Investing.com — Aviva PLC (LON:) posted strong gains, beating consensus expectations on all key metrics. For the period under review, the company reported operating profit of £875 million, which is 5% above the consensus estimate of £830 million.
This outperformance was mainly driven by robust performance in UK general insurance (GI) and pensions.
In the UK, Aviva benefited from positive price developments and improved investment returns, although this was partly offset by an unfavorable prior year development (PYD) in the UK, which contributed 2.4 percentage points to the combined ratio. Meanwhile, the Pension segment saw a notable increase in Contractual Service Margin (CSM), which grew 10% year-on-year.
Aviva’s own Solvency II equity production reached £758 million, exceeding the consensus forecast of £700 million by 8%. This strong performance supported a solid Solvency II ratio of 205%, also higher than the consensus expectation of 199%.
The company has reaffirmed its 2026 targets and capital return guidance, underscoring its commitment to delivering long-term value to shareholders.
“In our view, Aviva remains the only UK insurer that can reliably deliver exceptional long-term capital returns, positive M&A, attractive regular dividend growth and consistent earnings per share growth,” Jefferies analysts said in a note.
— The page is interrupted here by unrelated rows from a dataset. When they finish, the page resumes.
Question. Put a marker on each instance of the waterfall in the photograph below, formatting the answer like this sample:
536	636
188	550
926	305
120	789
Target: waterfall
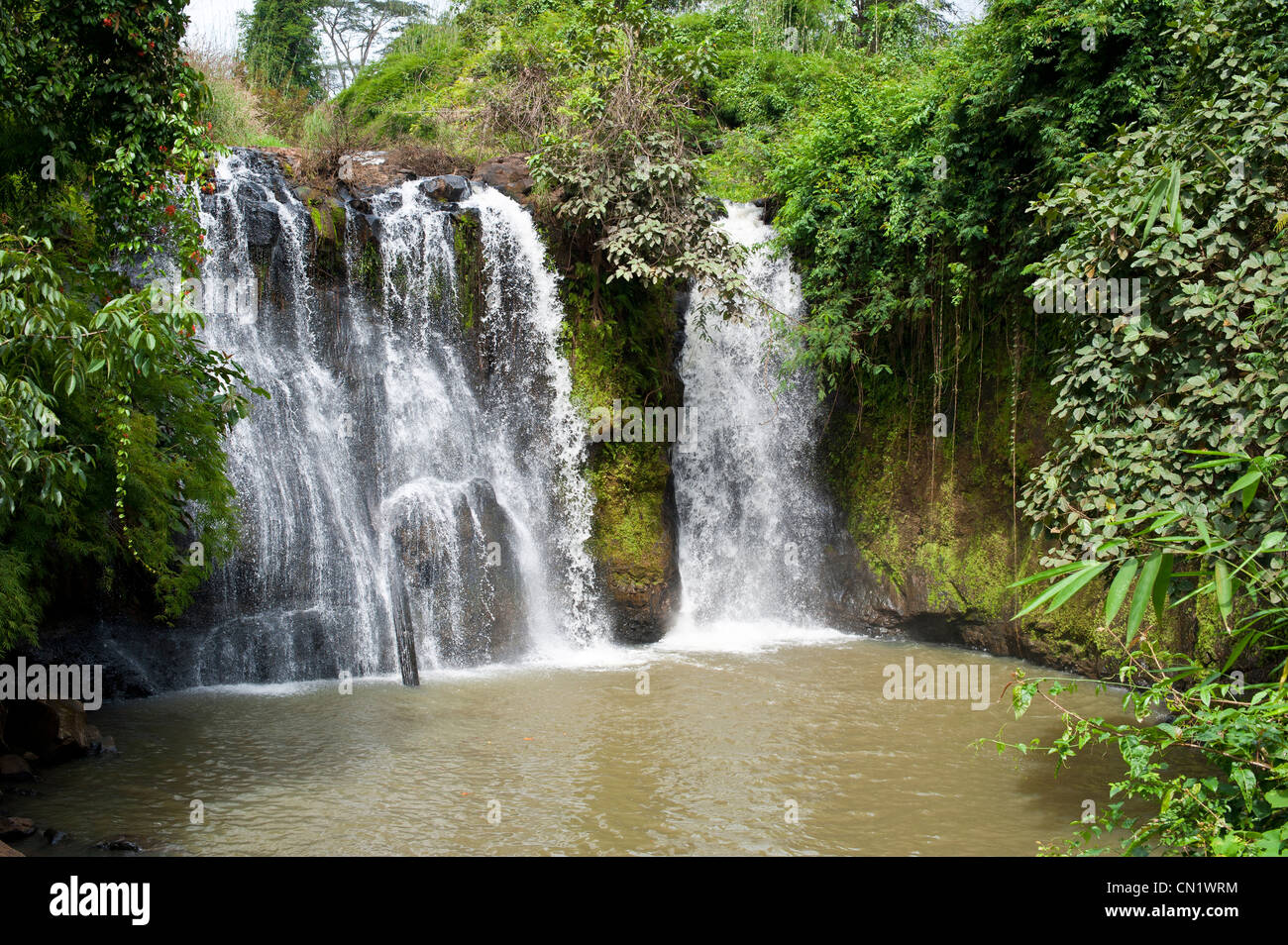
410	494
754	522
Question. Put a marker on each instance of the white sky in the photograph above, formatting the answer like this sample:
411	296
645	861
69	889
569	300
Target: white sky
214	22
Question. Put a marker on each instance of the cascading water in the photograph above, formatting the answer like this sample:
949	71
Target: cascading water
411	494
752	520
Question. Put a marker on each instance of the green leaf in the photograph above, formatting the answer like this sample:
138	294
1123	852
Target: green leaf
1224	589
1119	588
1160	583
1144	589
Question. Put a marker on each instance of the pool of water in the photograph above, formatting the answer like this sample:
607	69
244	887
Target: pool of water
721	739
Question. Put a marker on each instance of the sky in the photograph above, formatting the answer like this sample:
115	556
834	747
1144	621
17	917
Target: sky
214	22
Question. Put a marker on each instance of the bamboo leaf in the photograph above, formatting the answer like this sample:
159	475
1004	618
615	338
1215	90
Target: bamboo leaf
1119	588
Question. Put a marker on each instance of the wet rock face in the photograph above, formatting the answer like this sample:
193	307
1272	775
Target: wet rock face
462	572
52	730
643	606
507	174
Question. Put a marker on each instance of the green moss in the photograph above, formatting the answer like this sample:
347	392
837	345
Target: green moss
619	349
469	267
934	518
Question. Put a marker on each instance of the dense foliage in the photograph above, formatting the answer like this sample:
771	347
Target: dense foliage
281	47
111	408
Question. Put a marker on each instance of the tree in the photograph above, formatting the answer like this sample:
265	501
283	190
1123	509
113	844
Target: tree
112	411
353	27
281	47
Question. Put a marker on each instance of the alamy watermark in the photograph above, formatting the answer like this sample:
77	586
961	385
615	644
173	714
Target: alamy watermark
926	682
58	682
639	425
1082	296
211	296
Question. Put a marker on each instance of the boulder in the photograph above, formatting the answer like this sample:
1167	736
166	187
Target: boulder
17	828
507	174
121	845
644	593
369	171
451	188
14	769
52	729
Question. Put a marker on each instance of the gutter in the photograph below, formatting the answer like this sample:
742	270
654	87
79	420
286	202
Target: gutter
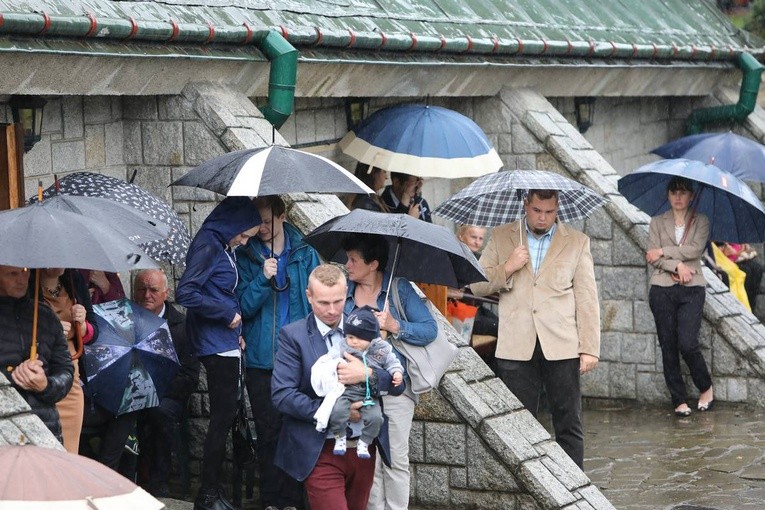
280	53
747	100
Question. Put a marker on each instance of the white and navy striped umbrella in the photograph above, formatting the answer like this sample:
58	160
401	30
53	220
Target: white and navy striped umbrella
422	140
497	199
272	170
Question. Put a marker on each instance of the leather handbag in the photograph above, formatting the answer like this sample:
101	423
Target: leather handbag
426	364
244	445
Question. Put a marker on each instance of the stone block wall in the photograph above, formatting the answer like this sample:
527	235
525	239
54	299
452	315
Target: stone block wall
630	368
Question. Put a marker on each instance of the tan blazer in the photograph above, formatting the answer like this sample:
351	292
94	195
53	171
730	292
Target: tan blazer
559	304
661	234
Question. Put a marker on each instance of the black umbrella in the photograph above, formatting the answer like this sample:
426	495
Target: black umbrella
272	170
419	251
37	236
125	220
172	249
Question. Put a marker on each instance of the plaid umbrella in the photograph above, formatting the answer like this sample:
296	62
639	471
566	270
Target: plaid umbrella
496	199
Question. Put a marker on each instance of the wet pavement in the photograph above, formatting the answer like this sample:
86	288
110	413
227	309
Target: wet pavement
647	458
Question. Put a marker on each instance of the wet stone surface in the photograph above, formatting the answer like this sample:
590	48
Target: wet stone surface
650	459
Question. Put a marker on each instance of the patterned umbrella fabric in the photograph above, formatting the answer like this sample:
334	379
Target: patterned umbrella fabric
52	237
422	140
133	361
272	170
497	199
38	478
171	249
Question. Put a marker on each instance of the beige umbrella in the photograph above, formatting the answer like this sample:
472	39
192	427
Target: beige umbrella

Jefferies’ price target for Aviva is based on a discounted cash flow and sum-of-the-parts model, which incorporates excess capital generation under Solvency II. The valuation takes into account excess capital that exceeds the Solvency II coverage ratio of 180% for 2023 and 170% from 2024.
Risks to this valuation include possible credit defaults, stock market volatility and declining real estate values.